Fakta KeduaBIN memiliki anggaran yang membuat siapapun elit yang berkecimpung di dunia intelijen, keamanan dan pertahanan menelan ludah dan berlomba-lomba untuk menguasainya. Meskipun, anggaran BIN tersebut relatif masih kecil bila dibandingkan 5 negara berpenduduk terbesar di dunia seperti China, India, Amerika Serikat, Brazil, dan Pakistan, namun manajemen yang kurang berorientasi pada profesionalisme dan integritas penggunaan anggaran menyebabkan terjadinya salah arah dalam penggunaan anggaran.
Meskipun BIN tercatat mendapatkan penghargaan dengan pengelolaan anggaran yang baik, namun kenyataan bahwa terjadi ketimpangan take home pay yang disebabkan oleh pembentukan Satgas-Satgas berbiaya besar dengan hasil yang kurang terukur menyebabkan pemborosan anggaran dan pemberian reward operasional yang berlebihan sebagaimana terjadi juga di Densus 88.
Hal ini jelas sangat tidak sehat karena fungsi-fungsi operasional dari struktur yang ada justru mengalami kekurangan anggaran. Seharusnya dilakukan revitalisasi struktur dengan alokasi anggaran yang cukup sehingga tidak perlu dibentuk satgas-satgas berbiaya besar tersebut.
Baca Juga:Disebut Amran Ada Mafia Data, Ini Penjelasan BPSKambing Semok
Fakta bahwa anggaran BIN besar namun tidak dikelola secara tepat sasaran tersebut telah menyebabkan beberapa pihak melihat BIN sebagai sasaran empuk untuk proyek.Â
Fakta KetigaMungkin ada benarnya juga saat itu Menteri Tedjo menyatakan laporan BIN meleset atau kurang akurat. Hal ini mudah untuk dicari tahu penyebabnya mengapa? Pertama sumber daya manusia BIN boleh dikatakan salah satu yang paling lemah secara intelektual akademis dari rasio jumlah karyawan terhadap level pendidikan SMA, Sarjana S1, S2, dan S3.

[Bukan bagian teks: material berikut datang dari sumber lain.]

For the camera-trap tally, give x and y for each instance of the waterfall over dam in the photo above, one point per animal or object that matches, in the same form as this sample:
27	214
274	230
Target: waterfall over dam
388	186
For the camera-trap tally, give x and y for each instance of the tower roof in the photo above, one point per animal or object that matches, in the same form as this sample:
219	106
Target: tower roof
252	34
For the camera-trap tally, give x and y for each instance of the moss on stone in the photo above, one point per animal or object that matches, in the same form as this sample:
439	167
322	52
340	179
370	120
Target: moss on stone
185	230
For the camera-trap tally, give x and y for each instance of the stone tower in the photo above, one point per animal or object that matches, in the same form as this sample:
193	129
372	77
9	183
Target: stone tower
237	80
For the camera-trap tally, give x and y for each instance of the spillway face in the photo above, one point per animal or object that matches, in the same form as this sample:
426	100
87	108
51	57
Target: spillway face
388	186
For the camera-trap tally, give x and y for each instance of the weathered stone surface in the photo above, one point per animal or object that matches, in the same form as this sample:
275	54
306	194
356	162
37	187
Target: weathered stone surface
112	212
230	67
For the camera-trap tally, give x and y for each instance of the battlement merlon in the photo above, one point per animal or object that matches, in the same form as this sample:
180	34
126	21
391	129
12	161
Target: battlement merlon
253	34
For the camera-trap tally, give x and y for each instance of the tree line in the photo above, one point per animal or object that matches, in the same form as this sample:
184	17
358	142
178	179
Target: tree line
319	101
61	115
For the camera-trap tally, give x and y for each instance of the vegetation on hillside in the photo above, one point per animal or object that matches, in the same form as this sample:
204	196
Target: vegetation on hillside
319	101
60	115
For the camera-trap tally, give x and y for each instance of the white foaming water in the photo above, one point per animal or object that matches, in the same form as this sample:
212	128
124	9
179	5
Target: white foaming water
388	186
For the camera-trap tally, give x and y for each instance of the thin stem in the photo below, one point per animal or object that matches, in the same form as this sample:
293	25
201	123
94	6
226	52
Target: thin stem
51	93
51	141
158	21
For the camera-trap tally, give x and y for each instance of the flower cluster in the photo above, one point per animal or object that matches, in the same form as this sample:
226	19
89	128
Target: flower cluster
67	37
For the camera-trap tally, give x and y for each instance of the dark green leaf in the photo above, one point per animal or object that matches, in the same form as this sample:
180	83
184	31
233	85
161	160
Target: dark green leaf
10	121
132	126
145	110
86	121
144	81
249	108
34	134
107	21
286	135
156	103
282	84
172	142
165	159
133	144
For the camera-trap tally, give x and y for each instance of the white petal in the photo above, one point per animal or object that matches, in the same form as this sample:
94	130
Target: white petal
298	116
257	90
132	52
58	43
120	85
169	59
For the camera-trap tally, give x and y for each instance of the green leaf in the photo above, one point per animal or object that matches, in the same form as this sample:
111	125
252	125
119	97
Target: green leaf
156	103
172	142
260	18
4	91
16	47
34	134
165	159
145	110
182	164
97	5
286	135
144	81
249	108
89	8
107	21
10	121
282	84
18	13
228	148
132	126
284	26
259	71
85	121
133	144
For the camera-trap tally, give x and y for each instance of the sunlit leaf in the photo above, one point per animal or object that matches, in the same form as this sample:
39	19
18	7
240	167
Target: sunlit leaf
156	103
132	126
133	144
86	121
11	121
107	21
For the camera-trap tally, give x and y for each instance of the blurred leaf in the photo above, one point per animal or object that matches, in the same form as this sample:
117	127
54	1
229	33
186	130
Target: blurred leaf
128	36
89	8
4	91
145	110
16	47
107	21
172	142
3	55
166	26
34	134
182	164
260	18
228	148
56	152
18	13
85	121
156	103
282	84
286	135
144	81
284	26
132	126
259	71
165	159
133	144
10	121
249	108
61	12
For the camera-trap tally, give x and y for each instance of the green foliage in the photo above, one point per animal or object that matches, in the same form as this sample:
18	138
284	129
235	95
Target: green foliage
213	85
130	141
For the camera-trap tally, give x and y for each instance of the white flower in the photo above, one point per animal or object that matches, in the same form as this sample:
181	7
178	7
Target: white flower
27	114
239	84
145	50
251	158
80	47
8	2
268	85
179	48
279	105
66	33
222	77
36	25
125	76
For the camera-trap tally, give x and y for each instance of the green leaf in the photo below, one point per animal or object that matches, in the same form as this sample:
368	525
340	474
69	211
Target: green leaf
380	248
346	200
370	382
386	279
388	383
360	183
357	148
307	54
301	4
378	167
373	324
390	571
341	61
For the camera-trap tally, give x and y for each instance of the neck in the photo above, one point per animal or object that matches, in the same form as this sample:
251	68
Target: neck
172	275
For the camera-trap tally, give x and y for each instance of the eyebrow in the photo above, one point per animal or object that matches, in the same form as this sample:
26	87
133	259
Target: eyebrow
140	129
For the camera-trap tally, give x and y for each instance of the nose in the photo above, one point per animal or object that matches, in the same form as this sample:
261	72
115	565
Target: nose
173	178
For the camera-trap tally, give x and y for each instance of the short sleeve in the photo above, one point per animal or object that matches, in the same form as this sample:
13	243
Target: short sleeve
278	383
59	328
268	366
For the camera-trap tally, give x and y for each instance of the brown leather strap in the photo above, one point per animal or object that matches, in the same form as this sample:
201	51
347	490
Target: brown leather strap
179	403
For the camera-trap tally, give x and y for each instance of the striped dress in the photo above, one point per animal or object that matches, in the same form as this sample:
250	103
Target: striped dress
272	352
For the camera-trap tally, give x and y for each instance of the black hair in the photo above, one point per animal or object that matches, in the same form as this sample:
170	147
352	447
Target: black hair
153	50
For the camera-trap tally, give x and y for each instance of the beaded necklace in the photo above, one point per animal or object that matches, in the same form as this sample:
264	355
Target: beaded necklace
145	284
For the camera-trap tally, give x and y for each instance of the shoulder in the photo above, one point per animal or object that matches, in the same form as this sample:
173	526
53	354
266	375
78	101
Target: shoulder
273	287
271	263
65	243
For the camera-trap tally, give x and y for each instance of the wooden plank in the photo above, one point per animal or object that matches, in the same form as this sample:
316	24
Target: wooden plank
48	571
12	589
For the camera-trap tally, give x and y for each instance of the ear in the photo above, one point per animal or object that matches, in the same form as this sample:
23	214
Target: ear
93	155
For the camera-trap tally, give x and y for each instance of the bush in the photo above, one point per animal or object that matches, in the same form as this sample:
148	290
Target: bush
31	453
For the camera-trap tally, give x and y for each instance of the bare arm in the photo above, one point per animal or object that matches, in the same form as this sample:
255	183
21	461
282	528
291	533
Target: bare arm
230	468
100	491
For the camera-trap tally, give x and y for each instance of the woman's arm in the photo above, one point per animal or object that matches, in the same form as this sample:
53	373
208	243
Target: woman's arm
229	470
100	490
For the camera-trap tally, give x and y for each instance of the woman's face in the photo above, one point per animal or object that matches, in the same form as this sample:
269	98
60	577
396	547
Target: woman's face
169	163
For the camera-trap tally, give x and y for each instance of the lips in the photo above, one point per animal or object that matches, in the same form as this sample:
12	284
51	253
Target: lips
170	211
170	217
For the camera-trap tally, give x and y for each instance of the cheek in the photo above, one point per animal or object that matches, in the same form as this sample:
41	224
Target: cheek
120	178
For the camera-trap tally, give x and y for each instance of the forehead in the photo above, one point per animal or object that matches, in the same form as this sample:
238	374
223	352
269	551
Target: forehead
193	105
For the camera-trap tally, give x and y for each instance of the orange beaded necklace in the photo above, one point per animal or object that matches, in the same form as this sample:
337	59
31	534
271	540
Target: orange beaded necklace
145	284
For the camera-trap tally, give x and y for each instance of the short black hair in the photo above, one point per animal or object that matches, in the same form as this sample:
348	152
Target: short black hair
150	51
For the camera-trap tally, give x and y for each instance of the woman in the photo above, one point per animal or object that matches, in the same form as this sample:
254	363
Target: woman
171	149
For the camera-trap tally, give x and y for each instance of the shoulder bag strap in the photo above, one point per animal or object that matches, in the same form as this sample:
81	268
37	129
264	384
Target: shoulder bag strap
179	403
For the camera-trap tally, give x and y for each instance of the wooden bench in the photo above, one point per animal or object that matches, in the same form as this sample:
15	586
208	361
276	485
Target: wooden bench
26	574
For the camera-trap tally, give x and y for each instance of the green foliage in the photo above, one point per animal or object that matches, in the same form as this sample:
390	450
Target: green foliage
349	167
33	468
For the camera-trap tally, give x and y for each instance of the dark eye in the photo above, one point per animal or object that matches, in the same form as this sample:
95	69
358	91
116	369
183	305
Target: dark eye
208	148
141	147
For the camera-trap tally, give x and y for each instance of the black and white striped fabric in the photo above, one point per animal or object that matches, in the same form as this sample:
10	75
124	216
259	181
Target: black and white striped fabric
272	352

Dalam imajinasi atau sebagaimana kita baca di buku-buku sejarah intelijen, seharusnya rasio level pendidikan aparatur di lembaga intelijen menyamai lembaga pendidikan seperti Universitas, khususnya untuk kalangan analis intelijen sehingga mereka betul-betul ahli bahkan jauh lebih ahli dari pengamat yang sering bicara di media massa.
Apa yang terjadi di BIN dan di seluruh badan intelijen di negeri tercinta ini adalah analisa common sense yang sebenarnya dapat dilakukan oleh siapapun yang bahkan tidak memiliki latar belakang intelijen.
Masalah rendahnya level pendidikan di BIN tersebut diperparah oleh skill lapangan yang rendah yang terlihat dalam penguasaan wilayah, jaringan, dan akses yang kurang baik. Namun tidak semuanya, ada bagian-bagian yang bersinar cemerlang dengan level penetrasi ke pihak lawan yang sangat baik, dan ada yang biasa-biasa saja dan ada yang buruk. Hal ini seharusnya dapat diperbaiki dengan manajemen intelijen yang lebih baik dengan pembinaan dan pelatihan yang terus-menerus.